Ich liege nackt in meinem Bett. Meine Decke hat sich wie eine Schlange um meine Beine gewickelt. Meine Haare kleben an meiner Stirn und meine Brust hebt und senkt sich im unregelmäßigen Takt. Ich bin im hier und jetzt. Okay. Ich bin entspannter als sonst nach so einem Traum. Ich horche kurz in mich. Keine Panik. Das ist neu und ein großer Fortschritt. Doch irgendwie liegt trotzdem eine Last, schwer wie Beton, auf meiner Brust.
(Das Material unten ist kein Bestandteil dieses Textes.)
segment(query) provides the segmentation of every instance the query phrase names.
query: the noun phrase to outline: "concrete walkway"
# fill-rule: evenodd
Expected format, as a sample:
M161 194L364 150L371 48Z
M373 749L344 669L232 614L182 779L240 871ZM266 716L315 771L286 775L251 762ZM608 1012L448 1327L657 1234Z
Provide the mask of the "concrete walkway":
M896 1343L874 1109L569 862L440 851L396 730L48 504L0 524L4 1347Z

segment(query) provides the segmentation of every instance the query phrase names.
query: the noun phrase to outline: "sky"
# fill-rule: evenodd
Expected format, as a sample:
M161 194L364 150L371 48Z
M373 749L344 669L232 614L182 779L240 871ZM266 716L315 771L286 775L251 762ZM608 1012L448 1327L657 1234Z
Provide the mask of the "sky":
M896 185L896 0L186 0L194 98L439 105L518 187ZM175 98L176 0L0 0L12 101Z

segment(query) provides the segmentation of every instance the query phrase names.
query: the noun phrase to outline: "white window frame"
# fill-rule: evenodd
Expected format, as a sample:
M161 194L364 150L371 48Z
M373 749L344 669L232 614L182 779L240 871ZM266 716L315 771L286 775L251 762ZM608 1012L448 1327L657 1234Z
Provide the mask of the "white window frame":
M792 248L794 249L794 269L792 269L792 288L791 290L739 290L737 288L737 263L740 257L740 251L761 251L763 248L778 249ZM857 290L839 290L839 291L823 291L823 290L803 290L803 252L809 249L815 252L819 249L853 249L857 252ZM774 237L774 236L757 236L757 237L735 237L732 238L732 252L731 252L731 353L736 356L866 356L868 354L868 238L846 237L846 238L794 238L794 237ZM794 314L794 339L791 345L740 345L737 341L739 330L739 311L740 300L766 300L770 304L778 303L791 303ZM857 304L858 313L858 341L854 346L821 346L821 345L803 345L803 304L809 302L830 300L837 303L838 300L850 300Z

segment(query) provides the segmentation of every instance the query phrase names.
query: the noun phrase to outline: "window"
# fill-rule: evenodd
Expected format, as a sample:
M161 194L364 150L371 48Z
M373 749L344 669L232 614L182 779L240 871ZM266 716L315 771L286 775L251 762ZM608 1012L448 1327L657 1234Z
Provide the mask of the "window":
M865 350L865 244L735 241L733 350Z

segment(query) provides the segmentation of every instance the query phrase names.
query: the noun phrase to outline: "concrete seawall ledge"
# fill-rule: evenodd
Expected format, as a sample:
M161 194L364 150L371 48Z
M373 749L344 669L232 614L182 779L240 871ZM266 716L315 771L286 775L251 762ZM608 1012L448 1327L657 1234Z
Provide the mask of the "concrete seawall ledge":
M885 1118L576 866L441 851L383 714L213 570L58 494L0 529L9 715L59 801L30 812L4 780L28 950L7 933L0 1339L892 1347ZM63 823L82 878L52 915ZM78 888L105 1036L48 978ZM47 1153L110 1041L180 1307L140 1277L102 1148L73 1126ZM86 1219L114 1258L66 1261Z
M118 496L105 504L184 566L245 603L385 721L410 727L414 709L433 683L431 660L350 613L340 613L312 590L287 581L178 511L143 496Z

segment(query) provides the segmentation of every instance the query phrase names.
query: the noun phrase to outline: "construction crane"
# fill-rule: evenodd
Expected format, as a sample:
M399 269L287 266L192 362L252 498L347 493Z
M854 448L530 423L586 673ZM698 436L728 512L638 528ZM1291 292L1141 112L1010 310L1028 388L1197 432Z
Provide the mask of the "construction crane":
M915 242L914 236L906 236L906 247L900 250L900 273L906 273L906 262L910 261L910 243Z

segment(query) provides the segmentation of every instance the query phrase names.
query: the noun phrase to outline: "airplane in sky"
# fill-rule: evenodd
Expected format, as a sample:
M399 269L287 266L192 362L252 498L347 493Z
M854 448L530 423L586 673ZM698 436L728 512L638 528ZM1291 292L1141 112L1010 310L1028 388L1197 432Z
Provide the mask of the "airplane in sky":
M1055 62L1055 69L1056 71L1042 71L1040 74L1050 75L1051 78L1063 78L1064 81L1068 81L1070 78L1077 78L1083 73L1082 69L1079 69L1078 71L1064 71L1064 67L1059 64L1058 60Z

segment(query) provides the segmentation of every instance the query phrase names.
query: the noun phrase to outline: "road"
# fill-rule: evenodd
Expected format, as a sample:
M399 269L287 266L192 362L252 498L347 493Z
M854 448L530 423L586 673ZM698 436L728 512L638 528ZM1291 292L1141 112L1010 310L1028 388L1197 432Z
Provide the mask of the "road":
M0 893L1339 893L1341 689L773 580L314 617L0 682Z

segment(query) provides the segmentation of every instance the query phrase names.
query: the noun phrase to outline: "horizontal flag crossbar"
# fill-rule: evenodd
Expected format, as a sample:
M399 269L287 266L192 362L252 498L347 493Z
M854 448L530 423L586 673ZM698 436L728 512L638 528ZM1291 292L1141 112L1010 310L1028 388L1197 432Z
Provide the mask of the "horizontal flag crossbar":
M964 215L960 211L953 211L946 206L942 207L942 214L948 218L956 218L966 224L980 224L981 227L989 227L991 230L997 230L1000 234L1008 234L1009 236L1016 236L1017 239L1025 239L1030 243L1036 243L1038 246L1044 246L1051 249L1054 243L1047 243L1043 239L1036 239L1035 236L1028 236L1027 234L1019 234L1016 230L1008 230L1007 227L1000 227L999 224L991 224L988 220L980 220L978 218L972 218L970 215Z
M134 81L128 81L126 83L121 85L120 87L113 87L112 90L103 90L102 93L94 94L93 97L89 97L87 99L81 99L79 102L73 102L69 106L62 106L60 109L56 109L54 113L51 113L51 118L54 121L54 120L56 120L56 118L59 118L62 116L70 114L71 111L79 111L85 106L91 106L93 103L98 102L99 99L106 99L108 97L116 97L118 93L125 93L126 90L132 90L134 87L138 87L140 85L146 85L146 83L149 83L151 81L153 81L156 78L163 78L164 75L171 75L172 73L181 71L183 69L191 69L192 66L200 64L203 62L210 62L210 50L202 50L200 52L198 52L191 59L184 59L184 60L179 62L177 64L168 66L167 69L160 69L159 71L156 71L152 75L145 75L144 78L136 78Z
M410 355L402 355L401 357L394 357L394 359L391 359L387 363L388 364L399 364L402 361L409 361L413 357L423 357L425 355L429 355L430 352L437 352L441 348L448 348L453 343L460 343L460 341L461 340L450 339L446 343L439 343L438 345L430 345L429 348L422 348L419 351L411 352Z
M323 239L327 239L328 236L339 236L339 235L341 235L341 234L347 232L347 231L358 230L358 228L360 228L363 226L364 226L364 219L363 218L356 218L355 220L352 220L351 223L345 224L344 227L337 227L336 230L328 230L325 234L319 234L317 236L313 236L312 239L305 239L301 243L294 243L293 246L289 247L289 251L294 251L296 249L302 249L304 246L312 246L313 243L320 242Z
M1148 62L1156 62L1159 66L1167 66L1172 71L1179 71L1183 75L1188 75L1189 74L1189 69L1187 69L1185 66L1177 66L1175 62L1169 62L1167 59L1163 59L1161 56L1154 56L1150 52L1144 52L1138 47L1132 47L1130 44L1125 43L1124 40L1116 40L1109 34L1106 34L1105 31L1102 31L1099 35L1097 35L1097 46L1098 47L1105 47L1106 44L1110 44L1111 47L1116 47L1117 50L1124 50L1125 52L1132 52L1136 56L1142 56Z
Mein Blick geht nach rechts, doch die Bettseite ist leer. Das Laken ist zerknittert und die Bilder letzter Nacht tauchen in meinem Kopf auf. June in meinen Armen. Ihr Duft liegt noch in der Luft. Wahrscheinlich ist sie nur kurz im Bad. Ich bin noch immer etwas verwirrt von meinem Traum und checke die Uhrzeit auf meinem Telefon. Gestern Abend hatte ich keine Lust mehr es nach unten zu bringen und daher habe ich es auf den Nachttisch gelegt. Es blendet und ich kneife die Augen zu kleinen Schlitzen zusammen. 4:35 Uhr. Zu früh zum aufstehen. Stöhnend lass ich mich wieder ins Kissen fallen und schließe die Augen. Es vergeht eine Weile, wie lange kann ich nicht sagen, ohne eine Bewegung im Haus. Wo ist sie? Unruhe macht sich in mir breit. Ich beschließe sie suchen zu gehen, schwinge meine Beine aus dem Bett und auf dem Weg nach draußen, hebe ich meine Hose vom Boden auf um sie anzuziehen. Junes Sachen müssten doch auch hier verstreut liegen. Ich habe sie hier in meinem Schlafzimmer ausgezogen. Ist sie duschen? Aber dann würde ich doch das Wasser hören? Das Bad ist dunkel. Hier ist sie nicht. "June?" rufe ich einmal laut durchs Haus. Die Zimmer in der oberen Etage sind alle dunkel.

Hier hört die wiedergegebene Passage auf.